RIBA International Prize crowns Children Village by Aleph Zero + Rosenbaum world’s best new building
By Alexander Walter|
Tuesday, Nov 20, 2018
The wait is over, and the result is in: the RIBA International Prize for the world’s best new building goes to a boarding school complex for disadvantaged children in northern Brazil. The project called "Children Village" was designed by young Brazilian architects Aleph Zero, in collaboration with Rosenbaum, and emerged successfully from a shortlist of four outstanding buildings. (Don't miss Archinect's latest interview with Aleph Zero co-founders Gustavo Utrabo and Pedro Duschenes.)
This is the second edition of the RIBA International Prize which recognizes design excellence and architectural ambition with a special focus on meaningful social impact. This edition's grand jury comprised Kazuyo Sejima (SANAA), Joshua Bolchover (Rural Urban Framework), Gloria Cabral (Gabinete de Arquitectura), Peter Clegg (Feilden Clegg Bradley Studio), and was chaired by DS+R founding partner, Elizabeth Diller.

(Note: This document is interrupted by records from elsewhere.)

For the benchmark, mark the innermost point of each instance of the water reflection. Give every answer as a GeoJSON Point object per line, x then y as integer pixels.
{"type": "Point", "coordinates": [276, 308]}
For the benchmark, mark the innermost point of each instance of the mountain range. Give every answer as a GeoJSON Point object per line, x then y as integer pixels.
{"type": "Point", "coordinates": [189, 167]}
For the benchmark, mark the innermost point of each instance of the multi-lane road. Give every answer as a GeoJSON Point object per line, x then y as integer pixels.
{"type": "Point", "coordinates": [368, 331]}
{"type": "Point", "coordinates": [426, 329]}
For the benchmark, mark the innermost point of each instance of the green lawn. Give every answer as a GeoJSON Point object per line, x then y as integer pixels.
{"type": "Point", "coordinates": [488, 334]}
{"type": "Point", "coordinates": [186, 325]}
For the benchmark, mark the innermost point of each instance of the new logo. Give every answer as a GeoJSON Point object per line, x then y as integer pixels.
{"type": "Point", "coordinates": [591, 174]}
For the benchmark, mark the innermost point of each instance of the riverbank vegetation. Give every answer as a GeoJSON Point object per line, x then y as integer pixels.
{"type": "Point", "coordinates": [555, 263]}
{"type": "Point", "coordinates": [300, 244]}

"Children Village provides boarding accommodation for 540 children aged 13 to 18 attending the Canuanã School," explains the project description. "Pupils come from remote areas of the country, some travelling many hours by boat. Funded by the Bradesco Foundation, Children Village is one of forty schools run by the foundation providing education for children in rural communities across Brazil."

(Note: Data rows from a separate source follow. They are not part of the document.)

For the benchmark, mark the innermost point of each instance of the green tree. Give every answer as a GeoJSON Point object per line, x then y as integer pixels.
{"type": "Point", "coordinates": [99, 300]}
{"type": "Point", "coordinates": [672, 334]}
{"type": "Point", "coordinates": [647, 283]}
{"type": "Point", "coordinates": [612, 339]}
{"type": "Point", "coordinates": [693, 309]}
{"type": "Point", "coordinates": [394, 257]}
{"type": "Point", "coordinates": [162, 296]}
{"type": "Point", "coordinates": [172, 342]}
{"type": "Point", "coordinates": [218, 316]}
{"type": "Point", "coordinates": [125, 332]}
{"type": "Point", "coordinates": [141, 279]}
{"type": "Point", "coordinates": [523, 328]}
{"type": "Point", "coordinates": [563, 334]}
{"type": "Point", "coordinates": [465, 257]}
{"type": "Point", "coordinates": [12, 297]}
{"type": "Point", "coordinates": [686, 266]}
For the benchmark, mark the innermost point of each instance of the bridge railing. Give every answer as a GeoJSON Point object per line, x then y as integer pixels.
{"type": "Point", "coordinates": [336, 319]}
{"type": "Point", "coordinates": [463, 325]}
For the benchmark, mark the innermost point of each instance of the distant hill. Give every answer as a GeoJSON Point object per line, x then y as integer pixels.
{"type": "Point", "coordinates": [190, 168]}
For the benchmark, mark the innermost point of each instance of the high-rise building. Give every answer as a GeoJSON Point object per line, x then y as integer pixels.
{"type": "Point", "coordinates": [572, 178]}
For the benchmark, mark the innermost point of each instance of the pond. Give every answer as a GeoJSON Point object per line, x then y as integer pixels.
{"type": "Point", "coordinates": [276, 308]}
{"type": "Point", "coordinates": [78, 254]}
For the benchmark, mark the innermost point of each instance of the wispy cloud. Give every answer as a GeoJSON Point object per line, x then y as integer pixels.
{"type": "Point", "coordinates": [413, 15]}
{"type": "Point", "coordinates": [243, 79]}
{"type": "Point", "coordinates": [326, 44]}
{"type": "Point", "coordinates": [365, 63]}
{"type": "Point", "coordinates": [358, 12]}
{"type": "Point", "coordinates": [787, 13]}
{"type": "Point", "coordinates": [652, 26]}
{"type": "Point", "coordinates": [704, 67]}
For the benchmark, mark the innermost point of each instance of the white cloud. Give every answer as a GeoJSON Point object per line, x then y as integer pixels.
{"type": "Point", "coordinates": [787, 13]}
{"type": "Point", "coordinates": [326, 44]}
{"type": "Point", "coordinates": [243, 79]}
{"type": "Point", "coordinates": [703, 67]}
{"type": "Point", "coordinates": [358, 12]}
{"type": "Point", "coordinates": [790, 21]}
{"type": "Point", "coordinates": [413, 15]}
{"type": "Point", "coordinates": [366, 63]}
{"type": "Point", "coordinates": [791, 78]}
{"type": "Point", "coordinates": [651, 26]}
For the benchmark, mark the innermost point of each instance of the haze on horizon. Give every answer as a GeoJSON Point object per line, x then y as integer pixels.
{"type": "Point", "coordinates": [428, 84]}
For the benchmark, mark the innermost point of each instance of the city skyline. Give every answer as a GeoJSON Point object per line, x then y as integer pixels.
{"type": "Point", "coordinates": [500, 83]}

"The architects, Gustavo Utrabo and Petro Duschenes from Aleph Zero, designed Children Village in collaboration with Marcelo Rosenbaum and Adriana Benguela from architecture and design studio, Rosenbaum."
"Central to their vision for the project was the idea of architecture as a tool for social transformation. The architects worked closely with the children to identity their needs and desires for their school. They wanted to create an environment that could be a home away from home, where children could develop a strong sense of both individuality and belonging. Replacing dormitories for 40 students, the new design provides rooms for six children in a more intimate environment. As well as private spaces, public spaces were designed to give ample space for pupils to study, play and relax."
"Covering an area of almost 25,000 m2, Children Village is organised into two identical complexes: one for girls and one for boys. Residences are centered around three large, open and well-shaded courtyards at ground level, where the dormitory accommodation is located. On the first floor, there are a number of flexible communal spaces, ranging from reading spaces and television rooms, to balconies and hammocks, where the children can relax and play."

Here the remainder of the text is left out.